Ce repas avait été succulent. En dessert, nous avions pris des Profiteroles sur les conseils du serveur. Charles en était à siroter son café. Nous, nous n’avions pas pris de café parce que comme la môman elle disait toujours : « Oh, vous ne dormiriez pas de la nuit ». Après son café, Charles ne prit pas de mirabelle en digestif. Dommage, car nous aurions bien aimé tremper un sucre dedans comme on le faisait habituellement. Avant de partir, il fallait payer l’addition. Nous nous attendions à ce que Charles sorte les drôles de billets de son portefeuille. Au lieu de cela, il en sortit une petite carte.
- C’est quoi ?
- Une Carte Bleue.
- Ta carte bleue, elle est dorée (se moqua ma sœur).
Charles ne répondit pas, il tendit sa carte au serveur qui l’introduisit dans un truc. Charles tapa sur les touches.
- Tu téléphones à qui ? (s’intéressa ma sœur).
- A personne. C’est pour payer le restau.
- Bâ, alôre ! C’est comme les billets ?
- Mieux.

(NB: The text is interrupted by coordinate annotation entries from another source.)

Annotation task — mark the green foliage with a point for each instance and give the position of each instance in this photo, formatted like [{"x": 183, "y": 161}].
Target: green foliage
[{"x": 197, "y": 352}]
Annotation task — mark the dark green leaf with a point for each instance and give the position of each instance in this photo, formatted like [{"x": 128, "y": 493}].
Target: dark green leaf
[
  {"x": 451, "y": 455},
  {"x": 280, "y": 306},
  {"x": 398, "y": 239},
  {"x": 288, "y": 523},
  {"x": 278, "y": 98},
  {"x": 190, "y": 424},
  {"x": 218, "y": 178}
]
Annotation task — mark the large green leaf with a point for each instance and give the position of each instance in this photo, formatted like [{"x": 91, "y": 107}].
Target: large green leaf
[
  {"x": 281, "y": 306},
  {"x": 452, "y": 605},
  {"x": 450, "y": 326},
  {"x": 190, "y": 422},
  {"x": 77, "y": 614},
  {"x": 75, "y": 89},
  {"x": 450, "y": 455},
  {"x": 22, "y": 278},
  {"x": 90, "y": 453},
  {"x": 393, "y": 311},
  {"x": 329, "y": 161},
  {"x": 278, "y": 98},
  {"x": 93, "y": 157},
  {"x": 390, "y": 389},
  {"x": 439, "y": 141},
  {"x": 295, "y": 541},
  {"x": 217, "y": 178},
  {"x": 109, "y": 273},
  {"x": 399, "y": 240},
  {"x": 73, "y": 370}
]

Je règle la note maintenant et je donnerai l’argent le mois prochain.
Ma sœur réfléchit un long moment. Son visage s’éclaira :
- Je comprends. C’est comme si tu avais demandé au monsieur de te faire crédit pass’que ta fin de mois est difficile.
- A peu près ça….
Ma sœur me fila un coup de coude :
- T’vois l’Dabo, faudrait une carte comme ça à la môman. Comme ça, elle ne demanderait p’us : je peux vous payer la semaine prochaine…

 

Ah ! Il y en avait des belles choses dans ces années 2020. La vie était bien agréable et, dans un sens, nous étions presque décidés à rester…

 
 
 

Parfois il suffit de passer la souris pour connaître la signification d'un mot.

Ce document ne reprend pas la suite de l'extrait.